Jeremy Parsons, who took over as Iowa State Fair CEO and manager in March, has the photos of two former state fair managers hanging on the wall in his office. J.C. Simpson is one of them. Simpson was State Fair manager from 1901 to 1911. He oversaw construction of major facilities that still stand today.

“When you look at the fairgrounds, the Swine Barn, Livestock Pavillion, Ag Building, Administration Building, Varied Industries Building and the first phase of the Grandstand were all in his 10 years,” Parson told Radio Iowa, “so I think about him and what he’d think of today’s fair for sure.”

Most of the 2023 entertainment and events had been announced well before Parson started as Iowa State Fair manager nearly five months ago, so Parson said he hasn’t been tinkering. “I tell people my goal for this year’s fair is not to screw it up,” Parsons said, with a laugh. “When you’re leading one of Iowa’s iconic institutions, you really don’t want to screw it up, but the staff here is tremendous — a seasoned staff.”

There are 70 full-time employees year round and another 80 work from May through October on what Parsons describes as a “reimagined” fairgrounds that hosts events all year long. “A lot of new facilities,” he said. “A lot of renovated facilities.”

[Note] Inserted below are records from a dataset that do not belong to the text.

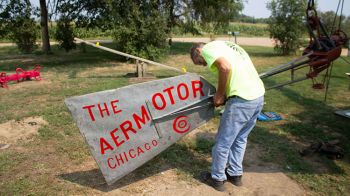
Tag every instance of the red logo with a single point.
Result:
(180, 124)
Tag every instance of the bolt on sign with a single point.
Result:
(127, 127)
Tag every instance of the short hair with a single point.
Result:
(194, 53)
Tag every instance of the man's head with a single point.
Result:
(196, 54)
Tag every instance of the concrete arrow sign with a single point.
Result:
(127, 127)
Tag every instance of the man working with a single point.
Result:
(243, 91)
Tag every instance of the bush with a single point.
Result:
(17, 25)
(64, 34)
(25, 34)
(140, 30)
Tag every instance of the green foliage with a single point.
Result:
(215, 14)
(64, 34)
(16, 24)
(286, 24)
(139, 28)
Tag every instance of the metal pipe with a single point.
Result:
(127, 55)
(287, 83)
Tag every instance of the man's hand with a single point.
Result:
(224, 69)
(219, 100)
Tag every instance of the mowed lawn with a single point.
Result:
(43, 164)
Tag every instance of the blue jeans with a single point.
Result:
(236, 123)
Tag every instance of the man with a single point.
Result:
(242, 92)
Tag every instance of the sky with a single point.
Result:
(257, 8)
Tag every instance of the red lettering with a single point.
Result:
(90, 111)
(197, 88)
(147, 146)
(125, 127)
(115, 138)
(130, 153)
(104, 145)
(126, 157)
(155, 103)
(105, 109)
(154, 143)
(120, 159)
(114, 107)
(170, 94)
(109, 163)
(181, 96)
(138, 119)
(139, 151)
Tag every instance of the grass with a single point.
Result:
(49, 160)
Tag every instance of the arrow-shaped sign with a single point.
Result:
(127, 127)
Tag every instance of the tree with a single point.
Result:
(286, 24)
(216, 14)
(17, 23)
(44, 27)
(140, 27)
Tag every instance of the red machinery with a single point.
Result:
(19, 76)
(318, 56)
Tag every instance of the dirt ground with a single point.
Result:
(259, 178)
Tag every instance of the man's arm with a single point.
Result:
(224, 69)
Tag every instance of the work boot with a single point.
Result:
(207, 179)
(235, 180)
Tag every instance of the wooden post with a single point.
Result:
(144, 69)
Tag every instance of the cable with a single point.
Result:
(335, 16)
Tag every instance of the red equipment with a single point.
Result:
(19, 76)
(318, 56)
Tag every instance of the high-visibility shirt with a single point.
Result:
(244, 80)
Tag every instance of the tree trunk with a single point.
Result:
(44, 27)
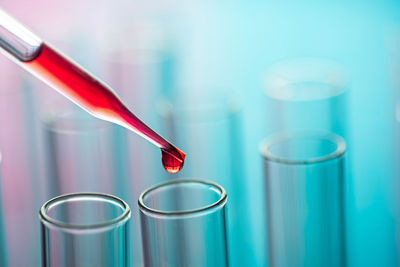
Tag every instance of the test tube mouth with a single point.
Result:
(120, 214)
(200, 107)
(302, 147)
(305, 79)
(218, 192)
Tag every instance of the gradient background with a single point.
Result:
(233, 43)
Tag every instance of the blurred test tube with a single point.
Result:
(140, 67)
(22, 188)
(208, 128)
(306, 94)
(3, 241)
(304, 176)
(80, 154)
(85, 229)
(183, 224)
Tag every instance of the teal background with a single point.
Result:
(234, 42)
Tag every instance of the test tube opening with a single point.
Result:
(182, 197)
(84, 211)
(302, 147)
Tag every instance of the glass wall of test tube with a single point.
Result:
(183, 224)
(208, 127)
(304, 177)
(85, 229)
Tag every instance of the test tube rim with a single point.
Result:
(276, 73)
(191, 212)
(96, 226)
(276, 137)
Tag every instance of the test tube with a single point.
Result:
(3, 241)
(304, 176)
(22, 186)
(85, 229)
(80, 154)
(140, 74)
(300, 87)
(209, 128)
(183, 224)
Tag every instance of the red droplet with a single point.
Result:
(172, 159)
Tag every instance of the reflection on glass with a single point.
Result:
(300, 87)
(208, 129)
(85, 229)
(22, 189)
(3, 241)
(183, 224)
(79, 154)
(304, 198)
(139, 75)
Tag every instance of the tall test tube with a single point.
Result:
(304, 176)
(306, 94)
(79, 152)
(183, 224)
(21, 183)
(140, 75)
(85, 229)
(3, 242)
(209, 128)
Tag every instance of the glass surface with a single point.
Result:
(3, 241)
(79, 154)
(304, 177)
(16, 39)
(208, 127)
(85, 229)
(22, 185)
(139, 76)
(183, 224)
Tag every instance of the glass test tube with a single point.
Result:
(209, 129)
(306, 94)
(80, 155)
(85, 229)
(304, 199)
(140, 75)
(22, 187)
(183, 224)
(3, 241)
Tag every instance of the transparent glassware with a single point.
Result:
(183, 224)
(300, 87)
(208, 127)
(22, 186)
(80, 154)
(3, 241)
(85, 229)
(304, 177)
(139, 75)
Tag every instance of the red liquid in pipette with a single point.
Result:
(98, 99)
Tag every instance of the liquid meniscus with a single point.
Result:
(172, 159)
(97, 98)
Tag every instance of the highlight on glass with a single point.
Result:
(183, 224)
(304, 177)
(299, 87)
(81, 154)
(78, 85)
(85, 229)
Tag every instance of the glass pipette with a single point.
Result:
(77, 84)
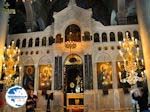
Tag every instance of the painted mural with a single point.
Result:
(104, 75)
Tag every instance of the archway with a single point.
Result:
(73, 83)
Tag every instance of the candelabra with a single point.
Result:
(132, 65)
(10, 65)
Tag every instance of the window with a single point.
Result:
(96, 37)
(44, 41)
(136, 34)
(51, 40)
(24, 43)
(30, 42)
(112, 36)
(120, 36)
(104, 37)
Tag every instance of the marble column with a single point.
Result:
(115, 87)
(144, 26)
(36, 78)
(122, 19)
(3, 31)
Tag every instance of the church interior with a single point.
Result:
(88, 55)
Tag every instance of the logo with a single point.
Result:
(16, 96)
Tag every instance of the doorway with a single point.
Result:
(73, 83)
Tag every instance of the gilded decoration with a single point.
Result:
(28, 79)
(104, 71)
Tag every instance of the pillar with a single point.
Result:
(30, 17)
(3, 30)
(144, 26)
(115, 86)
(36, 78)
(122, 19)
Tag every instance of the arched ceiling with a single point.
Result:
(44, 9)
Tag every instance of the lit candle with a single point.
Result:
(119, 64)
(120, 43)
(121, 53)
(137, 60)
(137, 50)
(120, 76)
(142, 61)
(18, 58)
(132, 38)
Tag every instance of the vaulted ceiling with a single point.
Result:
(44, 9)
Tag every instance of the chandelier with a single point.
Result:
(70, 43)
(132, 67)
(11, 69)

During the fair’s 11 day run, however, the staff size swells to 1600, as hundreds of thousands of visitors come through the fairgates. Parsons said his goal as fair manager is to serve those who return for state fair traditions and those who want to see something new. “How do we make sure we represent all of Iowa?” Parsons asked. “How do we make sure that we have offerings here that really appeal to people that have never been to the Iowa State Fair here in our own state and those who come every year, to entice them to come back?”
Parsons, who is 46, estimates his first trip to the State Fair was in 1977. “I was born in June, so I was probably here in August,” Parson said, laughing. “I was probably one of those two month old Iowa State Fairgoers, for sure. Lots of memories in the campgrounds with my grandparents and parents. Lots of great memories here at the fair.”

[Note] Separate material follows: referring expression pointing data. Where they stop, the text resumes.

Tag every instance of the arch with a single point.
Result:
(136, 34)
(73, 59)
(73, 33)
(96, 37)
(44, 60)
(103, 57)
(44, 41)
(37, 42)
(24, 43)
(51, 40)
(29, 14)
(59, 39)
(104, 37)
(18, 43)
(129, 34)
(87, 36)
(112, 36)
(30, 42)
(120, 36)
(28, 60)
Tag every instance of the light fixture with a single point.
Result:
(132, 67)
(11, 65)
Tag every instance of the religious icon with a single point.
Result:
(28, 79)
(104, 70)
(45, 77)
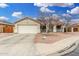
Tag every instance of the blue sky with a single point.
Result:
(12, 11)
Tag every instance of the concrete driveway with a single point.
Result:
(20, 44)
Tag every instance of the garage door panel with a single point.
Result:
(28, 29)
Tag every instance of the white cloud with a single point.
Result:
(3, 5)
(68, 11)
(17, 14)
(55, 16)
(75, 10)
(3, 18)
(45, 9)
(53, 4)
(66, 15)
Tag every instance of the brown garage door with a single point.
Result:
(8, 29)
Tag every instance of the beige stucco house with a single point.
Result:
(29, 25)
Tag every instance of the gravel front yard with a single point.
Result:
(2, 35)
(53, 37)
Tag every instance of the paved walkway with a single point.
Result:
(23, 45)
(50, 49)
(19, 45)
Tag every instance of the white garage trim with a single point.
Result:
(28, 29)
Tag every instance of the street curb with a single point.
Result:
(66, 50)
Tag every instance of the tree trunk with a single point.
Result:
(47, 28)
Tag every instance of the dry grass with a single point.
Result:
(53, 37)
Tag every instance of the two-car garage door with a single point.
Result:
(28, 29)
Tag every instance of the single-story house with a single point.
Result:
(29, 25)
(6, 27)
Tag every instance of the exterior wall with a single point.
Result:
(8, 29)
(1, 28)
(26, 23)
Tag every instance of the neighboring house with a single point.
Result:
(27, 25)
(6, 27)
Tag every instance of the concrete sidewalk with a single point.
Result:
(45, 49)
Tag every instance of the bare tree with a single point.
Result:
(67, 22)
(46, 17)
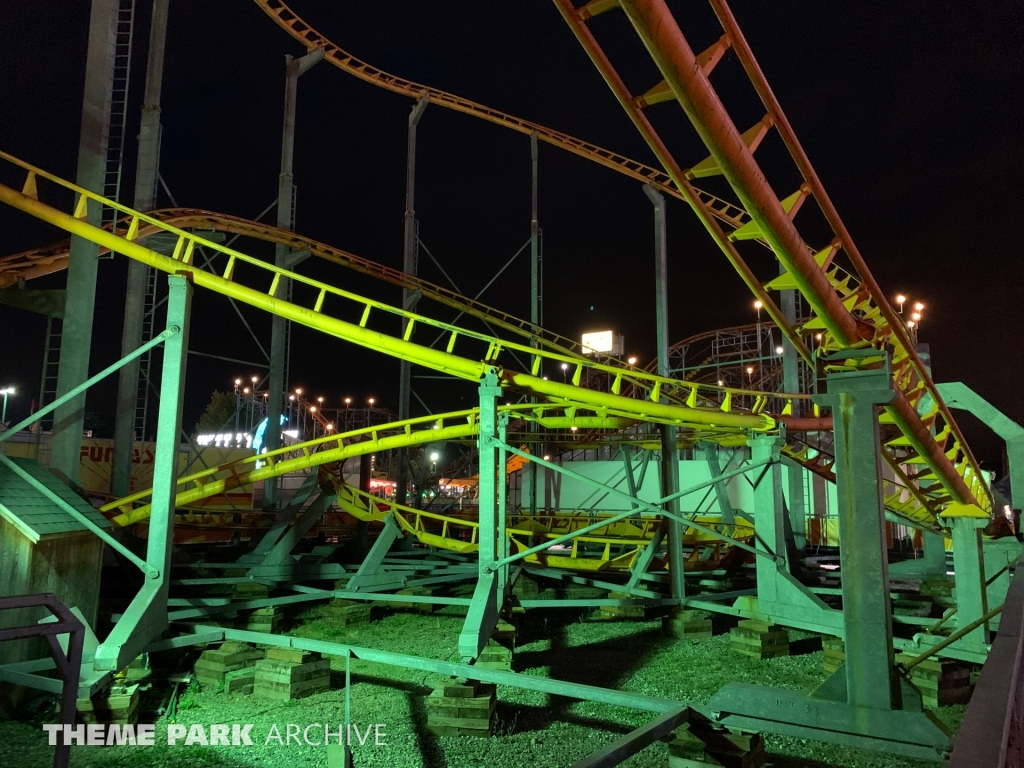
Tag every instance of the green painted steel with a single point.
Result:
(88, 383)
(145, 619)
(512, 679)
(65, 507)
(969, 569)
(854, 397)
(482, 614)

Parsons got a bit of tutoring for his current job from long-time Iowa State Fair manager Marion Lucas, who retired in 2001. Parsons, who grew up in Leon, wrote the state fair’s manager a letter as part of an elementary school assignment. Lucas invited Parsons to a tour of the fairgrounds during the next state fair and several fairs after that. When Parsons was 17, Lucas suggested Parsons apply to be a seasonal state fair employee.

“I literally was here 12 summers between high school college and then I taught school right out of college,” Parsons said.

But Parsons soon got into the fair business full time, leading fundraising for the Missouri State Fair. He was CEO of the Clay County Fair when he was tapped to lead the Iowa State Fair.

“One of the things I bring with me from 12 years at the Clay County Fair in Spencer is I intentionally spent part of my day really just wandering around the fair, like a fairgoer,” Parsons said. “That’s really the only way you can really see the product from that perspective.”

Parsons gave Radio Iowa a golf cart tour of the fairgrounds this week. First stop was at a newer venue on the northwest side of the fairgrounds that hosts State Fair events that create some noise. “Tractor pulls, demo derbies, ATV events,” Parsons said, then pivoted to ideas for future fairs. “Can we add rodeo? It’d be cool every afternoon for something to be going on.”

This week bleachers are being set up at various venues around the fairgrounds. Food and beverage stands are popping up along streets and sidewalks. “It’s kind of fun this time of year,” Parson said. “It kind of grows every day.”

Flags are flying on top of some of the buildings and barns. “Our maintenance guys were telling me the other day there are 120 flag poles on the grounds,” Parsons said, “so it just takes a while to hang all the flags.”

The fairgrounds were listed as a Historic District on the National Register of Historic Place in 1987. Many of those flagpoles are on buildings that are more than a century old.